🤖 AI Summary
To address image quality degradation caused by strong-light shadows and low-illumination conditions at night—thereby impairing perception performance in autonomous driving—this paper proposes the first end-to-end image enhancement pipeline that unifies shadow correction and nighttime adaptive enhancement. The method jointly optimizes illumination uniformity and visual perceptual quality via multi-scale illumination estimation and contrast constraints, integrating local histogram equalization with global semantic guidance while preserving physical plausibility. Experimental results demonstrate that our approach significantly outperforms CLAHE in illumination uniformity metrics. When applied to downstream tasks, it improves the mIoU of YOLO-based drivable area segmentation by 6.2% and boosts nighttime object detection recall by 11.4%, all while maintaining color fidelity and fine-grained texture details.
📝 Abstract
Enhancement of images from RGB cameras is of particular interest due to its wide range of ever-increasing applications such as medical imaging, satellite imaging, automated driving, etc. In autonomous driving, various techniques are used to enhance image quality under challenging lighting conditions.
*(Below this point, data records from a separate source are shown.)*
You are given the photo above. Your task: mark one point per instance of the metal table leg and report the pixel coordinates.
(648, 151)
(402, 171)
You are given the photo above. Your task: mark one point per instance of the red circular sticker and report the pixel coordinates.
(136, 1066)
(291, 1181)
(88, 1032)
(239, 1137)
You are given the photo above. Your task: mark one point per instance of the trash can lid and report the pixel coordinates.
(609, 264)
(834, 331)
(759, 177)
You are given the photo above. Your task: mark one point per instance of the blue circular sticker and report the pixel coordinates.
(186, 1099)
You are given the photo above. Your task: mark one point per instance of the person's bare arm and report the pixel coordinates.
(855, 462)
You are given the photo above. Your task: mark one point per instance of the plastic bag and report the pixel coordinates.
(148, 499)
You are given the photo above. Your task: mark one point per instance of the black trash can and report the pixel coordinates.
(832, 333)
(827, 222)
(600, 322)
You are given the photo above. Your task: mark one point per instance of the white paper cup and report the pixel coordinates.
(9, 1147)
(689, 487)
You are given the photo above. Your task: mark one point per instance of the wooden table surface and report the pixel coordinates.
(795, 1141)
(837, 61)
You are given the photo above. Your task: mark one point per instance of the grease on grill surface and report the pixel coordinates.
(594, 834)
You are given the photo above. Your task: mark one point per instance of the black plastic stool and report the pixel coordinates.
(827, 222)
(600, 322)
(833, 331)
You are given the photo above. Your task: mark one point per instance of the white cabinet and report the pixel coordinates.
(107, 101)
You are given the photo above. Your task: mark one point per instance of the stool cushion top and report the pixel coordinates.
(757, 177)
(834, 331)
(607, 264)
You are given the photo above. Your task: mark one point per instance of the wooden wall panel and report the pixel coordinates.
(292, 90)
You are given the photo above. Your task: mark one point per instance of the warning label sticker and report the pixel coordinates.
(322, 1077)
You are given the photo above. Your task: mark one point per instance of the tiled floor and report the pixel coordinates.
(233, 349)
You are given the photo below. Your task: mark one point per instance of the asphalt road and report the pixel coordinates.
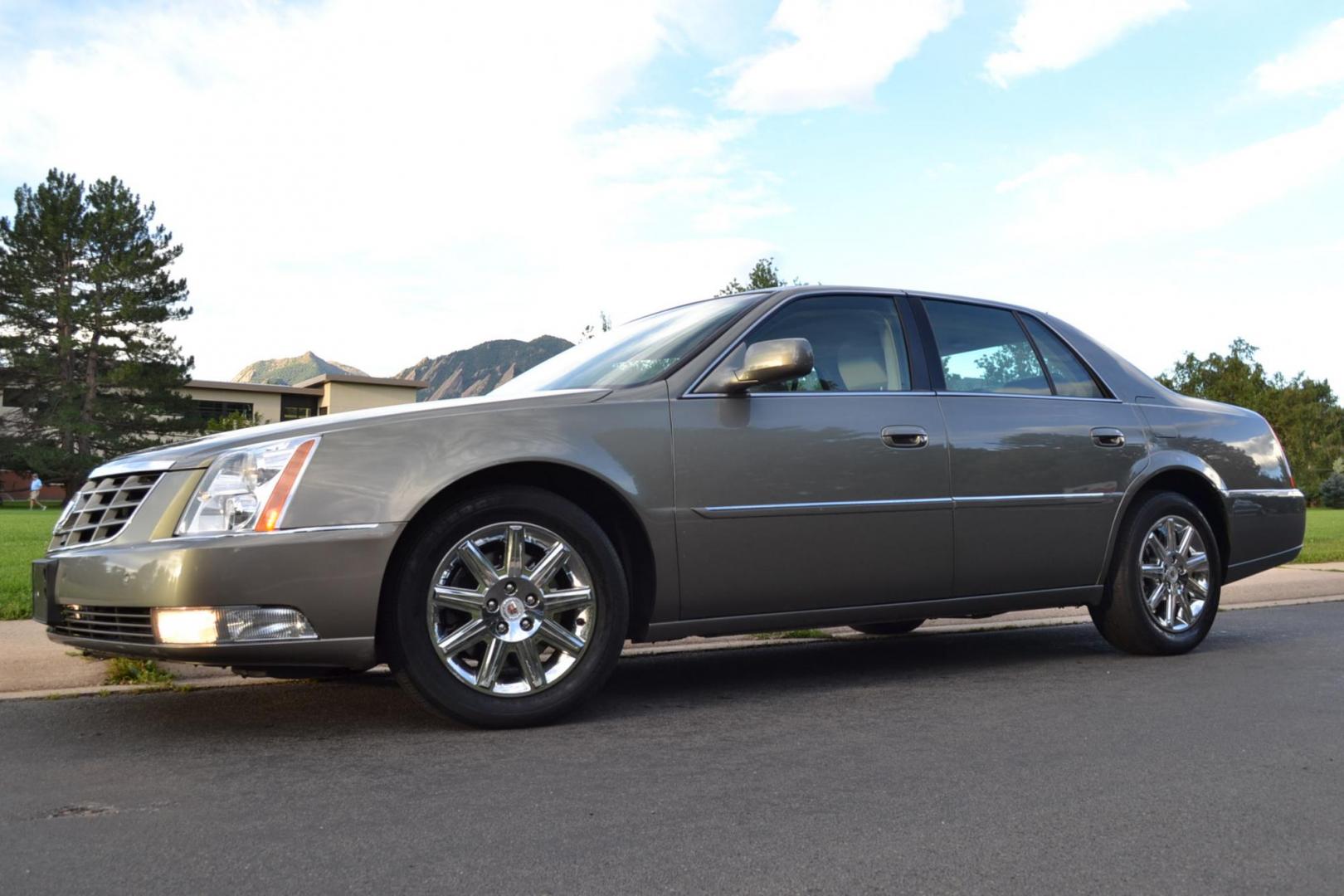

These include artificial augmentation to improve visibility in poor nighttime conditions, illumination-invariant imaging to reduce the impact of lighting variations, and shadow mitigation to ensure consistent image clarity in bright daylight. This paper proposes a pipeline for Shadow Erosion and Nighttime Adaptability in images for automated driving applications while preserving color and texture details. The Shadow Erosion and Nighttime Adaptability pipeline is compared to the widely used CLAHE technique and evaluated based on illumination uniformity and visual perception quality metrics. The results also demonstrate a significant improvement over CLAHE, enhancing a YOLO-based drivable area segmentation algorithm.